On 11/21/2014 6:03 AM, ketmar via Digitalmars-d wrote:
On Thu, 20 Nov 2014 13:28:37 -0800
Walter Bright via Digitalmars-d <[email protected]> wrote:

On 11/20/2014 7:52 AM, H. S. Teoh via Digitalmars-d wrote:
What *could* be improved, is the prevention of obvious mistakes in
*mixing* signed and unsigned types. Right now, D allows code like the
following with no warning:

        uint x;
        int y;
        auto z = x - y;

BTW, this one is the same in essence as an actual bug that I fixed in
druntime earlier this year, so downplaying it as a mistake people make
'cos they confound computer math with math math is fallacious.

What about:

       uint x;
       auto z = x - 1;

?

here z must be `long`. and for `ulong` compiler must emit error.
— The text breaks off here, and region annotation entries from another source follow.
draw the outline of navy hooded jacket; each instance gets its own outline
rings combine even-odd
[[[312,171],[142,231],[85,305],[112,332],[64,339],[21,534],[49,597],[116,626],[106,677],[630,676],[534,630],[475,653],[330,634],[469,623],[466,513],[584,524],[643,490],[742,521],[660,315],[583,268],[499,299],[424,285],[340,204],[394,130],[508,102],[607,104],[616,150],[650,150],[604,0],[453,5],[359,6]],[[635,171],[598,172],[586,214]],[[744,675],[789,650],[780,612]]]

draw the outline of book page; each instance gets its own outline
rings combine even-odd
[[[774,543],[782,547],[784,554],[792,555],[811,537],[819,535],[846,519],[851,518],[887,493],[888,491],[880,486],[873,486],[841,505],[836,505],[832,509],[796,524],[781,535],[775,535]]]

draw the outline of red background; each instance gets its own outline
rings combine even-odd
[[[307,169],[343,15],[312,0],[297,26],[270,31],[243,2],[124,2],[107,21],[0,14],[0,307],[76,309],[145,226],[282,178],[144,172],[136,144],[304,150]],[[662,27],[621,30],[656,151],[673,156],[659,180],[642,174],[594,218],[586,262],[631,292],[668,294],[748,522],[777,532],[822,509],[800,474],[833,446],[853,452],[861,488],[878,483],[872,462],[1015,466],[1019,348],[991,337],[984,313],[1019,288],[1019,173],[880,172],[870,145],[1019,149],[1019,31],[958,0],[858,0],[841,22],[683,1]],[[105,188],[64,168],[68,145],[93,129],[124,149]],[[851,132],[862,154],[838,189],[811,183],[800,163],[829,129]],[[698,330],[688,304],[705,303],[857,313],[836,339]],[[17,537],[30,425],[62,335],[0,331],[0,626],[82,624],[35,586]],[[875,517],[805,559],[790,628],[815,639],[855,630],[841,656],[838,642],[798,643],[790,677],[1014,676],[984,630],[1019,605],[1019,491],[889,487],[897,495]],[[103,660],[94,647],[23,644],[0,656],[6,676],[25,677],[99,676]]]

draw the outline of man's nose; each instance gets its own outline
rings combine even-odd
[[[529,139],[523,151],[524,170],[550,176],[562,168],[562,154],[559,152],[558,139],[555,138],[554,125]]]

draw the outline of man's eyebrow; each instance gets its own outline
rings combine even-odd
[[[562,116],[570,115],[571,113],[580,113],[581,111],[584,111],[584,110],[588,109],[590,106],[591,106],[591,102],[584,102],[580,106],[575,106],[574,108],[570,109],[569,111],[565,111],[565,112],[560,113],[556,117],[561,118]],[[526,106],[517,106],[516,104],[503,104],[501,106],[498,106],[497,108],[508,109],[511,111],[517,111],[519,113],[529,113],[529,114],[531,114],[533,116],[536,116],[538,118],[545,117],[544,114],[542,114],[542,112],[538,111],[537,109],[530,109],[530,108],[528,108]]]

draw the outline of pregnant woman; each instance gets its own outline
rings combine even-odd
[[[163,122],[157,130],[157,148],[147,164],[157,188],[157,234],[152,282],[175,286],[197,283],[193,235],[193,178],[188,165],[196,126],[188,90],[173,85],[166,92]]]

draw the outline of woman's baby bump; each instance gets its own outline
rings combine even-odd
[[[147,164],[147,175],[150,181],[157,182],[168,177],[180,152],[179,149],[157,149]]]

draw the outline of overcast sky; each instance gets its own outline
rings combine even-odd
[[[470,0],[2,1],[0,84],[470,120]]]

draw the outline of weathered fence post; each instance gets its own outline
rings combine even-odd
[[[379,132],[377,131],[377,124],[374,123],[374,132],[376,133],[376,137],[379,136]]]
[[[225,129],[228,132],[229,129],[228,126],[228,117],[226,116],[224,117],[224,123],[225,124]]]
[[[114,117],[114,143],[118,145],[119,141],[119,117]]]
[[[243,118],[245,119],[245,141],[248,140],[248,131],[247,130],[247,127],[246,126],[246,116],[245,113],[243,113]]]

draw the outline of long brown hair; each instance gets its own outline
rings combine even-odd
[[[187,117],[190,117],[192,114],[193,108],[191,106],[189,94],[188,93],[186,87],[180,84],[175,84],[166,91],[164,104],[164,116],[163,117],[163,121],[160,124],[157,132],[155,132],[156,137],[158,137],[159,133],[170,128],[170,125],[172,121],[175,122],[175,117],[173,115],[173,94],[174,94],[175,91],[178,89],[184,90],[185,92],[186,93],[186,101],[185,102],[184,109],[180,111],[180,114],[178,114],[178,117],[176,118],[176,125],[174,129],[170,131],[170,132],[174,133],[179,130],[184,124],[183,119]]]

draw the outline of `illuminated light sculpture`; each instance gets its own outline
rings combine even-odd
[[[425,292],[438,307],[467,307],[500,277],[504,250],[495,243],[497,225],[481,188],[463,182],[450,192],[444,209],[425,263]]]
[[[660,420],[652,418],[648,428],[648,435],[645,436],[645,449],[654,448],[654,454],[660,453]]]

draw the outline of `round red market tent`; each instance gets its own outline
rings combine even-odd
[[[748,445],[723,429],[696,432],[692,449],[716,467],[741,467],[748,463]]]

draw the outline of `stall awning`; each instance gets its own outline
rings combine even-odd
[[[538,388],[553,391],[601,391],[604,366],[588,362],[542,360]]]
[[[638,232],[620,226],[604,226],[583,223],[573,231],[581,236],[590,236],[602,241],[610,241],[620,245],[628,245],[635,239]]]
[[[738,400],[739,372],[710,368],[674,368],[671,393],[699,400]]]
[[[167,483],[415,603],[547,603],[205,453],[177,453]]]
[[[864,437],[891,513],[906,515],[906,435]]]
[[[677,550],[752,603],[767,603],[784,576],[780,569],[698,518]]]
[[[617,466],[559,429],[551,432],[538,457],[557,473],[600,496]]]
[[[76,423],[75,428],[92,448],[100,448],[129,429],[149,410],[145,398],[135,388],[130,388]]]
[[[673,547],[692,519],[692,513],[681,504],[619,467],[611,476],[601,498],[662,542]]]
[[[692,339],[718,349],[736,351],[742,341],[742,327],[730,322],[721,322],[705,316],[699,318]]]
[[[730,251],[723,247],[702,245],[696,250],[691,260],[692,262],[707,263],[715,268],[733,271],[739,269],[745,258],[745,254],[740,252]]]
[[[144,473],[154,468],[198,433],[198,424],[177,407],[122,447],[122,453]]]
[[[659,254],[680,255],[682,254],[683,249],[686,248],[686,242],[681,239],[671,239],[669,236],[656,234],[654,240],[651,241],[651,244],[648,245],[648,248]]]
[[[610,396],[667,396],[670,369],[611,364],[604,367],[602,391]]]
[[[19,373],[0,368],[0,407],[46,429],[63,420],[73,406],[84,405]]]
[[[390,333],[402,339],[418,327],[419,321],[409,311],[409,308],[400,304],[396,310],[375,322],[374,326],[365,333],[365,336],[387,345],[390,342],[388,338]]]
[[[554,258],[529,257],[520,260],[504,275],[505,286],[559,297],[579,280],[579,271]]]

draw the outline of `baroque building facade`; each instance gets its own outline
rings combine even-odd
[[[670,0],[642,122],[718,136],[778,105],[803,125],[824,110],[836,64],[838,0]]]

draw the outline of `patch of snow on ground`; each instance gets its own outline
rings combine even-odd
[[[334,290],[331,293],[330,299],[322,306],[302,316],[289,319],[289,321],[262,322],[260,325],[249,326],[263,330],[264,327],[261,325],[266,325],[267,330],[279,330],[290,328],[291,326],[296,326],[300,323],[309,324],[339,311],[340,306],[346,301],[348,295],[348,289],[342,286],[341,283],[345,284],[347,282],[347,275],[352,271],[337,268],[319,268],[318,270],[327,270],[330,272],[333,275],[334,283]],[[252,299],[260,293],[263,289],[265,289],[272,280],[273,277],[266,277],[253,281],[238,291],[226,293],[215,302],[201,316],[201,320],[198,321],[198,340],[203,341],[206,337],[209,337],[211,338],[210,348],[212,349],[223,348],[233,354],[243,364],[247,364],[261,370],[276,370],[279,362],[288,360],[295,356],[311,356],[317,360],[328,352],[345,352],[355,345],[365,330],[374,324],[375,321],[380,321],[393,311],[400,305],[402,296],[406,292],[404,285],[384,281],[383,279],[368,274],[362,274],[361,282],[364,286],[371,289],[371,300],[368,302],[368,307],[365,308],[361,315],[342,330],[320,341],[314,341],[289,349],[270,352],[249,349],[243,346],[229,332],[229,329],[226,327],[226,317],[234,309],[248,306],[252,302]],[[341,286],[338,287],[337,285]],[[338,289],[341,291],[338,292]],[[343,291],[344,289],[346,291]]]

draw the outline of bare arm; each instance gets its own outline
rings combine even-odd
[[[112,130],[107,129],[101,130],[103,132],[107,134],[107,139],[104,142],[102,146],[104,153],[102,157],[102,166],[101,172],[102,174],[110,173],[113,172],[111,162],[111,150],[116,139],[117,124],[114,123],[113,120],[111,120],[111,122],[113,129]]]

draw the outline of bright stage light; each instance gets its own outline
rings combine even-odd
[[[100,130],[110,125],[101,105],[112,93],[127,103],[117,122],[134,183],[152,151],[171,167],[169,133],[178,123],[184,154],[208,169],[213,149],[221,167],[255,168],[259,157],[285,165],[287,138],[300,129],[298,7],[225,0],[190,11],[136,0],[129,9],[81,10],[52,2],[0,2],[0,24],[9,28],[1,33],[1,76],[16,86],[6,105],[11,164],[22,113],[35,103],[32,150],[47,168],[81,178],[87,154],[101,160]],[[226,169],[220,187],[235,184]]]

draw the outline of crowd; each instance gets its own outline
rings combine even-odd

So, any time an integer literal appears in an unsigned expression, the type of
the expression becomes signed?
nope. only for `auto` expressions.


So 'auto' has different type rules for expressions than anywhere else in D?

Consider:

    void foo(T)(T a) { ... }

    if (x - 1) foo(x - 1);
    if (auto a = x - 1) foo(a);

and now foo() is instantiated with a different type?